A structured AI research collaborator for any domain.

## Format

Research Buddy documents are **v2 Markdown**: YAML frontmatter + a Markdown body
with HTML-comment anchors (`<!-- @anchor: ... -->`, `<!-- @rule: ... -->`,
`<!-- @da: ... -->`). The source of truth is `*_v*-source.md` (agent-edited,
carries the full framework); the reader-facing artifacts are the clean view
`*_v*.md` (framework stripped) and the rendered single-file HTML. Each top-level
`## H2` becomes a tab.

> **Upgrading from v1 JSON?** Legacy v1 JSON support was removed in **v2.0**.
> Convert an existing v1 document with `research-buddy migrate-v1-to-v2 old.json`
> — it writes a v2 `*-source.md` you can then `build`. This is the only command
> that still reads JSON.

## How it works

The AI agent reads the framework embedded in your research document and behaves as a Research Buddy for the full lifetime of the project.

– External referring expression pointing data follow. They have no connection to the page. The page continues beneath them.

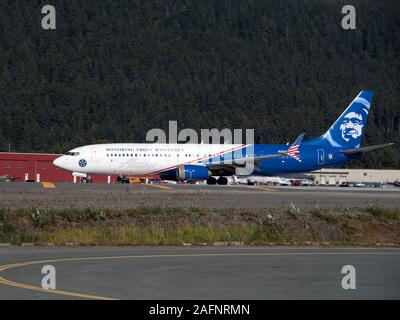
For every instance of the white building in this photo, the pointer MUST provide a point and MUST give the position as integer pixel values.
(337, 176)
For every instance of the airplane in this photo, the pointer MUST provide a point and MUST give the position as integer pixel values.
(195, 162)
(8, 178)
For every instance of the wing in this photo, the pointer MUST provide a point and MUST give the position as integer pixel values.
(231, 164)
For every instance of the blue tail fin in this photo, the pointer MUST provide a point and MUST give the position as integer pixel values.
(348, 130)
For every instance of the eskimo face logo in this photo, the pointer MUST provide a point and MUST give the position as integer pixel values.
(351, 127)
(82, 163)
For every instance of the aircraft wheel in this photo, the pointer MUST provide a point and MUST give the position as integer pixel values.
(222, 181)
(211, 181)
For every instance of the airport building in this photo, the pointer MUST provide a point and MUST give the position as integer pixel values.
(339, 176)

Every session produces an updated, versioned source file — the source of truth — and a rendered HTML document for reading.

**Session zero**: run `research-buddy init my-project/` to scaffold `source/research-document.md`. Upload that file to an AI assistant. The agent introduces itself, asks questions to understand the project, does discovery research, and proposes the initial structure — sections, source tiers, queue items, and methodology rules tailored to your domain. Output: `{file_name}_v1.0-source.md`. Run `research-buddy build my-project/source/{file_name}_v1.0-source.md` to generate HTML.

**Subsequent sessions**: upload the latest `*-source.md`, say *"Continue research"* — the agent picks up exactly where you left off and works through the queue one topic at a time in exactly 2 turns.

## Install

### For users (pip)

```bash
pip install research-buddy
```

### For development

```bash
uv sync --extra dev
# or:
pip install -e ".[dev]"
```

## For AI Agents or AI users

If you are an AI agent or a user of a chatbot looking for the initial research template:

- **Direct download**: [starter.md](https://raw.githubusercontent.com/nuncaeslupus/research-buddy/main/src/research_buddy/starter.md)
- **Package path**: `research_buddy.starter.md` (when installed via pip)
- **Source path**: `src/research_buddy/starter.md` (in this repository)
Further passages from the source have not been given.